The Loan Charge All-Party Parliamentary Group (APPG) have published an inquiry into How Contracting Should Work, which exposes “significant” non-compliance in the supply chain. It also urges the government to rethink IR35 reform – introduced in the private sector earlier this month – arguing that it has “led to the increased proliferation of umbrella companies” that are “all too often exploiting contractors”.
The report goes on to state that IR35 has failed to prevent tax avoidance from so-called disguised employees – instead it has “ironically muddied the waters” and made it harder to “define contracting”.
The inquiry found that some contractors, including instances in the public sector, have been recommended to work through certain umbrella companies which have led them to use disguised remuneration schemes, often without realising.
Other contractors and locum workers were said to be facing a “take it or leave it” situation when it came to securing work, as they were being forced to use a specific umbrella company.
The report also highlighted a “general lack of transparency” over fees and deductions, with some umbrella companies “unlawfully deducting employer’s taxes from contractors’ pay” and others withholding holiday pay from contractors who did not know they could claim it.
Some recruitment agencies were also said to be “ignoring the legal requirement” to provide a Key Information Document to all workers.
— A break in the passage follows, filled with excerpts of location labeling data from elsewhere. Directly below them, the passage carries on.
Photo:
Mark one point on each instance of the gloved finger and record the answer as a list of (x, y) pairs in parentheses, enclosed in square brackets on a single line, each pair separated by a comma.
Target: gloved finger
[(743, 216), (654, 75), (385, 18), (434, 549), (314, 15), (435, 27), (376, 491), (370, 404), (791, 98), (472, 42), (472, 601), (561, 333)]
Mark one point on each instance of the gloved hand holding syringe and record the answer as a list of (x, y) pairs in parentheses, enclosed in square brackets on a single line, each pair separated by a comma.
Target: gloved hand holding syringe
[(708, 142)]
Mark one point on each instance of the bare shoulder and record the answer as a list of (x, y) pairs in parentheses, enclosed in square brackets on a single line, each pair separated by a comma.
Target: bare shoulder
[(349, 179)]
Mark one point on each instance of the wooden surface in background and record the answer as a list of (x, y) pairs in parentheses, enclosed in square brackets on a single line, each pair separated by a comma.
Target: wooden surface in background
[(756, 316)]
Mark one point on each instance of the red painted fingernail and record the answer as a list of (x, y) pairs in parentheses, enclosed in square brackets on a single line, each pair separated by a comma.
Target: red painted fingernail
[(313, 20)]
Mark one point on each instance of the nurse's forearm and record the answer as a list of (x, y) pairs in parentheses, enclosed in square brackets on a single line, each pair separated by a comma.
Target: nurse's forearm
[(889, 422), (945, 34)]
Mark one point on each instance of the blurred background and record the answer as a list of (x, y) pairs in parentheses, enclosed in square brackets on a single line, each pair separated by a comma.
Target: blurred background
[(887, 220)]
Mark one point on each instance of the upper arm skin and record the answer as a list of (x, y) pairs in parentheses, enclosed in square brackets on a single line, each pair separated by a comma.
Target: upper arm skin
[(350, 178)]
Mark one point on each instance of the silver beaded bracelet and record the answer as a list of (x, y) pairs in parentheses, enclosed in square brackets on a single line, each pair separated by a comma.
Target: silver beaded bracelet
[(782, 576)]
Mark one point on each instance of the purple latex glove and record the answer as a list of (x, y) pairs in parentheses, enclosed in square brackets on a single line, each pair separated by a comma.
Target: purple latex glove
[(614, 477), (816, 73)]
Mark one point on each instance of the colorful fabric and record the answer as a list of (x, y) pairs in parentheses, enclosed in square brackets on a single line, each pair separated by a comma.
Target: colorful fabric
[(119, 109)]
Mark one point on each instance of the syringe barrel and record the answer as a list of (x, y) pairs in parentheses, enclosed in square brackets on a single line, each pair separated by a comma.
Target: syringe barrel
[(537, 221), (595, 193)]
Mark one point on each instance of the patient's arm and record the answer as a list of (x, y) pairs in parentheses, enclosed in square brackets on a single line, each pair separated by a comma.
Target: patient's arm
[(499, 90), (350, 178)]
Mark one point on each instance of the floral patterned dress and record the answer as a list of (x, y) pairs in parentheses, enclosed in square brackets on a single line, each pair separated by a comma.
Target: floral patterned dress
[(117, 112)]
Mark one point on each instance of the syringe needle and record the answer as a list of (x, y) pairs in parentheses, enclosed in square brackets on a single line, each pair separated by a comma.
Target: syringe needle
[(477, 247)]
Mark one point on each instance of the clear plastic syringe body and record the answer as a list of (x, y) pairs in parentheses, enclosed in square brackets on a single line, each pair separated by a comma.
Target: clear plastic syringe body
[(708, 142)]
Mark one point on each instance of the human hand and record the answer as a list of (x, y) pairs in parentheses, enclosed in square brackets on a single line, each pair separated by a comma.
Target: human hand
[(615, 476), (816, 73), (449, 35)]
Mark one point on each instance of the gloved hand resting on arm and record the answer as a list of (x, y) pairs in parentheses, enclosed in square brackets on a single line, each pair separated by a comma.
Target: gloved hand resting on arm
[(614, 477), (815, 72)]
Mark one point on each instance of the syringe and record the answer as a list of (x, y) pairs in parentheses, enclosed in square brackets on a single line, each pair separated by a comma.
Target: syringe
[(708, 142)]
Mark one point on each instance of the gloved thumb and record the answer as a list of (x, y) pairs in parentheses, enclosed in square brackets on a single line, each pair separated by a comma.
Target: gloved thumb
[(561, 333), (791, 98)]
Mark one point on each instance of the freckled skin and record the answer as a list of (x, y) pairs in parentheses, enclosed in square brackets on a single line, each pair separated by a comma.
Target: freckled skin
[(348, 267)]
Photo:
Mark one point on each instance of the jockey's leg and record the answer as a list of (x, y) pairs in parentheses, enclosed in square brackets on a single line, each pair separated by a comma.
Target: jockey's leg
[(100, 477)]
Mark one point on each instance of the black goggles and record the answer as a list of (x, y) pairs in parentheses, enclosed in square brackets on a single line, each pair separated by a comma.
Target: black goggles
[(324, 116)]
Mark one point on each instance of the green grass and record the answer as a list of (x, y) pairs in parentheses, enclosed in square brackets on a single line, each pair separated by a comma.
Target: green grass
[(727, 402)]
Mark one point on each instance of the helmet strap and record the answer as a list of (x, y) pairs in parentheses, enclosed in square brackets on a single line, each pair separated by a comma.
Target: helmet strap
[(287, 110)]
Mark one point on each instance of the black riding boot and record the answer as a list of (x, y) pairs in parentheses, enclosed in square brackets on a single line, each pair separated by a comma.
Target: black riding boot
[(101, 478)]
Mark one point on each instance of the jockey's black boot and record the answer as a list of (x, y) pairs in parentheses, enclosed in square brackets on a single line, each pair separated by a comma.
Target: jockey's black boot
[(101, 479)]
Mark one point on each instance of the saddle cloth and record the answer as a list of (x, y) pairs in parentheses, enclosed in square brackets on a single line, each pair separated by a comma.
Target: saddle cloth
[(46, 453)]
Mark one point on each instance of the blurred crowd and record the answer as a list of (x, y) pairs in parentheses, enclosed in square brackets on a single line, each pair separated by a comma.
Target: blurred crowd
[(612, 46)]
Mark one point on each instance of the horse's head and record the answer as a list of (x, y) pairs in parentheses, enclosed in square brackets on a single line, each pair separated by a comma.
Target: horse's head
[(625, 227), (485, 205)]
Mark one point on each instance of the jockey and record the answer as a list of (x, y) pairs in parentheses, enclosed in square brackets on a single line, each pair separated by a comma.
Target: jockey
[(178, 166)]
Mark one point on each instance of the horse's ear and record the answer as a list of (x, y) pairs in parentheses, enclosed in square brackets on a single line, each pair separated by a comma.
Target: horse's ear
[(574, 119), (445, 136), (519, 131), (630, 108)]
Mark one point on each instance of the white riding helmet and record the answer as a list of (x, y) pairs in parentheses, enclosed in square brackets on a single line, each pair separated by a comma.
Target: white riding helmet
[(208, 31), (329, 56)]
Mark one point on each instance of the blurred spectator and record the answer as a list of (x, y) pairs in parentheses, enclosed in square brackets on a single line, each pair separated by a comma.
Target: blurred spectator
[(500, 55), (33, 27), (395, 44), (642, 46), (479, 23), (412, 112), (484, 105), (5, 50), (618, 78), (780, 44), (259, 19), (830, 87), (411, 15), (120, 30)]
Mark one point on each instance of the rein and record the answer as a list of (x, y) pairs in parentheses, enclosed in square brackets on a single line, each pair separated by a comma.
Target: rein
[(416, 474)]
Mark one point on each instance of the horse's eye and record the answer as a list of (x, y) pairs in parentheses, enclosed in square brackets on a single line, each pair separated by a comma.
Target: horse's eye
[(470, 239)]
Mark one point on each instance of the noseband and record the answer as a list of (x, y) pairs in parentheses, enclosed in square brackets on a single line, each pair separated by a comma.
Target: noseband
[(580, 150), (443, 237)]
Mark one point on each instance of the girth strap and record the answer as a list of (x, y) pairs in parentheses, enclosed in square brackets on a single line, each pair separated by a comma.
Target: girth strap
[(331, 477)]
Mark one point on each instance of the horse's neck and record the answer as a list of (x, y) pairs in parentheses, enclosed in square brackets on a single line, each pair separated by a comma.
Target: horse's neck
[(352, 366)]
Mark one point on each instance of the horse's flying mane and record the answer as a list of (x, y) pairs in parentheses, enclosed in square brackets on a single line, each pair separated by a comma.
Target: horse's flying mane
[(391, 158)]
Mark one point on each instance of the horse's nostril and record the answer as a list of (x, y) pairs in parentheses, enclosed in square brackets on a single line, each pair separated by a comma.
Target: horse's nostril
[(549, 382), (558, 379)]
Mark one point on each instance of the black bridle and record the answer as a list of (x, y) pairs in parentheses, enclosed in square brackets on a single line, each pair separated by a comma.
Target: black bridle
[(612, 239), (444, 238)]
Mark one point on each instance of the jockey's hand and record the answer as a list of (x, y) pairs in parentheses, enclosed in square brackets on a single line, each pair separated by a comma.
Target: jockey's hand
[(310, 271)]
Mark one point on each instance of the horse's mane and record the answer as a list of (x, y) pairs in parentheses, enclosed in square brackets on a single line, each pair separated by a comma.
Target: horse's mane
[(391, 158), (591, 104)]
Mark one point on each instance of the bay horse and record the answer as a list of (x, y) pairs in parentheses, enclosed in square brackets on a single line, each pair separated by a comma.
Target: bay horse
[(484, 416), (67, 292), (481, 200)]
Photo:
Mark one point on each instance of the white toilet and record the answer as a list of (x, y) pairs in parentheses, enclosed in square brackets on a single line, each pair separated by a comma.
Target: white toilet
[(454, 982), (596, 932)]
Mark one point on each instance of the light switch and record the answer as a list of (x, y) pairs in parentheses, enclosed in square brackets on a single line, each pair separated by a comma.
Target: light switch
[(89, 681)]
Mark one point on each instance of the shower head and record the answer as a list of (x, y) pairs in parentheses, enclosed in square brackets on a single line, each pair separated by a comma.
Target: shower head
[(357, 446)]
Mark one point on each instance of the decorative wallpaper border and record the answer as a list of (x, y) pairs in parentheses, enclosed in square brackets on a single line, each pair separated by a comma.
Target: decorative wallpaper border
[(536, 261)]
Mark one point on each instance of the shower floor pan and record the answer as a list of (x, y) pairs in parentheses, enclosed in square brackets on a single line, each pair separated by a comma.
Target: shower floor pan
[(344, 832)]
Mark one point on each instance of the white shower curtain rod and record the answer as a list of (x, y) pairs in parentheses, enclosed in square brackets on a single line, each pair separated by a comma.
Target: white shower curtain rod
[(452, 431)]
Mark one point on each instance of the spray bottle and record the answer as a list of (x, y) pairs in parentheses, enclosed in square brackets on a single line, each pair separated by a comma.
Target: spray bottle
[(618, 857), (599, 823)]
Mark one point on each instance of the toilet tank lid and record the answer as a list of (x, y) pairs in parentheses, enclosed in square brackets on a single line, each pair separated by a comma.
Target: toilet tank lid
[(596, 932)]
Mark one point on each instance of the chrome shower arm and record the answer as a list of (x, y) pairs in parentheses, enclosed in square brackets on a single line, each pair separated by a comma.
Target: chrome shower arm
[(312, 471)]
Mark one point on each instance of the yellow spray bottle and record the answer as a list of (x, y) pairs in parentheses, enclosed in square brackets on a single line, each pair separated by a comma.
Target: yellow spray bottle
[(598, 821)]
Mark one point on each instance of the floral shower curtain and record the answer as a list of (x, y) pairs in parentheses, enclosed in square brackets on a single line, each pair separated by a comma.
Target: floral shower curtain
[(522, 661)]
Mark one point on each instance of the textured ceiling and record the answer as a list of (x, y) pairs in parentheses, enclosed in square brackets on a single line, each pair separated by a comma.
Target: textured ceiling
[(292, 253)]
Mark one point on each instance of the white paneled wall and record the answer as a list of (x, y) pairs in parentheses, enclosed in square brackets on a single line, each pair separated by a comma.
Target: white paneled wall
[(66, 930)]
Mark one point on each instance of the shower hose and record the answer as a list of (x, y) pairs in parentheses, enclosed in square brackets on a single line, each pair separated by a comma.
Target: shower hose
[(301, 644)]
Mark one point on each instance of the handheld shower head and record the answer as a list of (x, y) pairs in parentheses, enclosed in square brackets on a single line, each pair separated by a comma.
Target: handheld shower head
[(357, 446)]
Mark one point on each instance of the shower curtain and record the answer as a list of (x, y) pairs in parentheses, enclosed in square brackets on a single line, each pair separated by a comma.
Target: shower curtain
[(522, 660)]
The report concluded that the “unregulated umbrella market is out-of-control” and is one of the “key reasons for tax avoidance schemes operating”.
It stated: “It is clear the current system of voluntary regulation and accreditation does not stop the facilitation of tax avoidance schemes and does not stop malpractice in the supply chain (by both umbrella companies/payroll intermediaries and also recruitment agencies)”.
The report calls on the government to intervene and address these issues as part of its promised review into supporting self-employment and examine the best way of “organising, remunerating and taxing” this way of working.
It outlines a number of policy recommendations, which include making it unlawful for agencies to receive financial incentives, withhold holiday pay and force or coerce contractors to opt out of the Conduct of Employment Regulations.
The APPG also suggested making it mandatory for agencies to disclose all fees and costs and explain deductions in documents and on payslips. It also takes the view that contractors working inside IR35 should be granted employment rights and benefits.
Ruth Cadbury, Labour MP and Co-Chair of the Loan Charge APPG said: “It is clear from our inquiry that there is significant non-compliance in the worryingly opaque supply chain, which has been dubbed ‘the wild west’ as a result and the lack of regulation enables exploitative practices, as well as enabling promoters of tax avoidance schemes to operate.
“If it is serious about clamping down on tax avoidance schemes, the government must legislate to clean up the supply chain and proactively stop schemes as they start, rather than merely trying to take retrospective action after the event. We also call on the government to commence the review they promised to look at all these issues and how best to recognise and structure contracting and freelancing.”
Andy Chamberlain, Director of Policy at self-employment trade body, IPSE, welcomed the inquiry and its “robust stance on the issue”.
He said: “The report is absolutely right to conclude there is an unregulated ‘wild west’ in this area – which is now more of a risk to contractors than ever as the changes to IR35 force more of them to work through umbrellas and intermediaries.
“We wholeheartedly endorse the report’s calls for greater regulation in this area to protect freelancers and contractors from the pitfalls of malpractice and disguised remuneration schemes. Government must quickly introduce tighter regulations on this sector and ensure nothing like the Loan Charge scandal can happen again.”
In response to the APPG’s report, a government spokesperson told Yorkshire Post that this is a “top priority” and it is looking to establish a “single enforcement body for employment rights” in addition to introducing legislation for umbrella companies.
Building on these points, Joanne Harris, Technical-Commercial Manager at umbrella company, Parasol, said: “I support many of the key findings in the report; for example, the off-payroll reform has undoubtedly been a driver in the use of umbrella companies, an industry which is yet to be regulated despite promises made by government with the publication of The Good Work Plan in 2018 as well as campaigning from FCSA, REC and others.
“In my opinion, this is the fundamental problem that absolutely must be addressed if the government is serious about stopping contractors getting caught up in tax avoidance schemes.
“[…] However, the report fails to provide balance in some key areas. For example, Preferred Supplier Lists (PSL’s) are discussed only in a negative light and linked inextricably to kickbacks, when that is not always the case.
“Most PSLs are driven by compliance considerations to protect the agency workers from non-compliant umbrella companies and tax avoidance schemes, and the agency from risk under the Criminal Finance Act should they fail to prevent the facilitation of tax evasion.”